The host machines must be domain-joined of course, which they should be anyway to enable use of features such as DFS-R and Hyper-V replica.
Well, that explains why it didn't work on my lab setup. I have never joined a host machine to a domain, whose DC is one of the guests of said host. That just seems wrong to me, creating a loop - like badly-written time-travel movies I've seen. I could understand this in a setup with more than one physical host, and each host having a DC guest, I suppose, but with only one box, it just seems like a recipe for trouble.

I thought about the possibility that the host flipped to the public network profile, but that shouldn't have stopped the RMM agent from reporting in, so I don't think that's it.

The host has a static IP, which is within an exclusion range in DHCP. There shouldn't be any conflict. I did an IP scan from the DC and the host machine is detected with the correct IP and MAC address, but no communication works. Doesn't respond to attempts to browse, ping or RDP. I'm going there this afternoon, so I'll be able to get eyes on the bad actor and no-doubt figure out the problem. I'm sure it's something dumb, but I can't gather enough evidence to troubleshoot it without being there. The other possibility I suppose is another truism: "It's always DNS". We'll see.
 
Well, that explains why it didn't work on my lab setup. I have never joined a host machine to a domain, whose DC is one of the guests of said host. That just seems wrong to me, creating a loop - like badly-written time-travel movies I've seen. I could understand this in a setup with more than one physical host, and each host having a DC guest, I suppose, but with only one box, it just seems like a recipe for trouble.
Yeah, you'd think it wouldn't work but it does, perfectly in fact. Most of my customers' setups are like that (numerous domain-joined hosts and virtual DCs). It's how it's supposed to be -- how else would you properly manage numerous host server configurations and perform live VM migrations, Hyper-V Replica, DFS-R, etc (without multiple DCs or resorting to the backward step of deploying a seperate physical DC)? It's a well-documented configuration, and I believe it's discussed in the 'Mastering Windows Server' series of books too, in part due to fact that it seems like a somewhat contradictory configuration at first glance.
 
I no longer join hosts to domains in single server environments. Too many problems... largely due to Windows Firewall.

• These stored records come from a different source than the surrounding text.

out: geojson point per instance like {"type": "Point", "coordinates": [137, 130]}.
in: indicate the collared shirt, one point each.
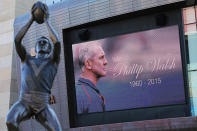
{"type": "Point", "coordinates": [89, 98]}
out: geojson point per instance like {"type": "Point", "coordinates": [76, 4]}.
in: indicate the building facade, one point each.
{"type": "Point", "coordinates": [67, 14]}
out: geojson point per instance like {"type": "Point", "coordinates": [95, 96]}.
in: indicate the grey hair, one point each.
{"type": "Point", "coordinates": [87, 52]}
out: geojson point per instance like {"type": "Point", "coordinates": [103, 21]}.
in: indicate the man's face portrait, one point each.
{"type": "Point", "coordinates": [99, 62]}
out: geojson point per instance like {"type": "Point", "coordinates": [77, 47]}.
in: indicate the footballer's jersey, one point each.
{"type": "Point", "coordinates": [37, 75]}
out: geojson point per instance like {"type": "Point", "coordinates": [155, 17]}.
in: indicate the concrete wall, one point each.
{"type": "Point", "coordinates": [64, 15]}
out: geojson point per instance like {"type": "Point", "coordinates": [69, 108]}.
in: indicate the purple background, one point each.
{"type": "Point", "coordinates": [145, 49]}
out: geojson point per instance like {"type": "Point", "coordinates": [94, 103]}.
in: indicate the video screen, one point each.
{"type": "Point", "coordinates": [135, 70]}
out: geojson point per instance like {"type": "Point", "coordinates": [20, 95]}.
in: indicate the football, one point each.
{"type": "Point", "coordinates": [39, 12]}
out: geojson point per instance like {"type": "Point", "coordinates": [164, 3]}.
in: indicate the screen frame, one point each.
{"type": "Point", "coordinates": [124, 24]}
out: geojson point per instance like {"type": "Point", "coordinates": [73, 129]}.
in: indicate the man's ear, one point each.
{"type": "Point", "coordinates": [88, 64]}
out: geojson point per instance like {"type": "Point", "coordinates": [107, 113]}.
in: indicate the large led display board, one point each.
{"type": "Point", "coordinates": [143, 69]}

However, as soon as a client has two hosts, they get joined to the domain and we configure the hosts such that they don't reboot at the same time. The domain is always online, thanks to each host having a DC and ALL ISSUES vanish. I don't even need my delay script for network location awareness.

Moltuae is right though, so much of HyperV doesn't work if you don't have a domain. And you cannot use the tools mentioned without it either. Microsoft really wants those machines to be on the domain too. So strange things happen on either path, I've just learned to manage things in specific ways to avoid most of it.
 
Well, I just got back from the clients, the problem was that the DNS field in the NIC properties of the host was blank (so my guess that "It's always DNS" was spot on!). Obviously it was not setup this way originally, and I just can't imagine the single person there who knows where the password for the server lives would be capable of finding this setting, have any inclination to go poking around the server, or just plain have any time for such pursuits.

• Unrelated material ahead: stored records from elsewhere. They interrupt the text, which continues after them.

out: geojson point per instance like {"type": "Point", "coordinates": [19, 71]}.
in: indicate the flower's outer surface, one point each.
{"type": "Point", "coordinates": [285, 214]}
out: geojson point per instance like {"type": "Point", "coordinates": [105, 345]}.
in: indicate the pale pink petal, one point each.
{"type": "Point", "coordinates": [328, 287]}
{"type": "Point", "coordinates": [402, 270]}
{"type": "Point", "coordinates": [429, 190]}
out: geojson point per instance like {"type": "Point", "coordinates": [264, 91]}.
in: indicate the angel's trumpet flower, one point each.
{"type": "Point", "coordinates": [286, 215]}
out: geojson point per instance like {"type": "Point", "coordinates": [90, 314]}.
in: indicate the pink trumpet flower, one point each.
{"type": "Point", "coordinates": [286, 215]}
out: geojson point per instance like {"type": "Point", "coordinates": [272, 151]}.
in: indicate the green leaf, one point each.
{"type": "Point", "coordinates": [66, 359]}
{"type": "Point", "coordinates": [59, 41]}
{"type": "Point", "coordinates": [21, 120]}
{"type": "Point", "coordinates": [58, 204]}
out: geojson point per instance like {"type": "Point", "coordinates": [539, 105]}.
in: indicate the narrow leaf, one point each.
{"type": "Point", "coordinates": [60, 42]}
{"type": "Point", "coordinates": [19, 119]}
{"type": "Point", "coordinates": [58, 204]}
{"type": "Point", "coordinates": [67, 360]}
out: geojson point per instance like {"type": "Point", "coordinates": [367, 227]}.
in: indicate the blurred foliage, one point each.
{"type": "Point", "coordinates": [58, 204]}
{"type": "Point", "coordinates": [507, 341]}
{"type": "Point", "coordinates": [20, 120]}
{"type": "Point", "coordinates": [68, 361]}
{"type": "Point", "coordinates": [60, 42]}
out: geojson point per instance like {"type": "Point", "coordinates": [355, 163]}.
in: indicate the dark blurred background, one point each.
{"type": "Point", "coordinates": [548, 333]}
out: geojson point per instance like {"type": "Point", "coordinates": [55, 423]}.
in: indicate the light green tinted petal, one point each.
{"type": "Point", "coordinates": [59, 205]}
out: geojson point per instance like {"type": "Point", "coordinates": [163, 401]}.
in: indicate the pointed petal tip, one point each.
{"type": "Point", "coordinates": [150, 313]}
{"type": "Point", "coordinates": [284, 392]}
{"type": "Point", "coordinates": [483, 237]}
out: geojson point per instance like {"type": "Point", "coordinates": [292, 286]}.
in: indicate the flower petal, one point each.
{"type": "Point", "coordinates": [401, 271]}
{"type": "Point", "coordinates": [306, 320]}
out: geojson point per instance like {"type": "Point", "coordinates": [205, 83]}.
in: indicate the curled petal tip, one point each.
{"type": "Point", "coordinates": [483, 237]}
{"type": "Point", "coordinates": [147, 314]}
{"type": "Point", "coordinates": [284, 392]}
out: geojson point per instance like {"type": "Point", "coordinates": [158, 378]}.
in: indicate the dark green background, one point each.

I looked back at the event logs to when it stopped working, but didn't find anything damning. I have no idea how this would have happened, but thank goodness it was an easy fix.

Oh, and RDP was disabled - I'm sure we never enabled it since we use our monitoring software for remote access. That one is my fault.
 
So you had your out of band offline AND RDP offline.

I generally want all three, out of band, rdp, and the RMM tool. One of them always works, but its bonkers how often two of them just won't work for whatever reason. But RDP loves to disable itself when Windows Firewall goes nuts anyway. So more often than not my fall back is the out of band, because the RMM and RDP are both toast.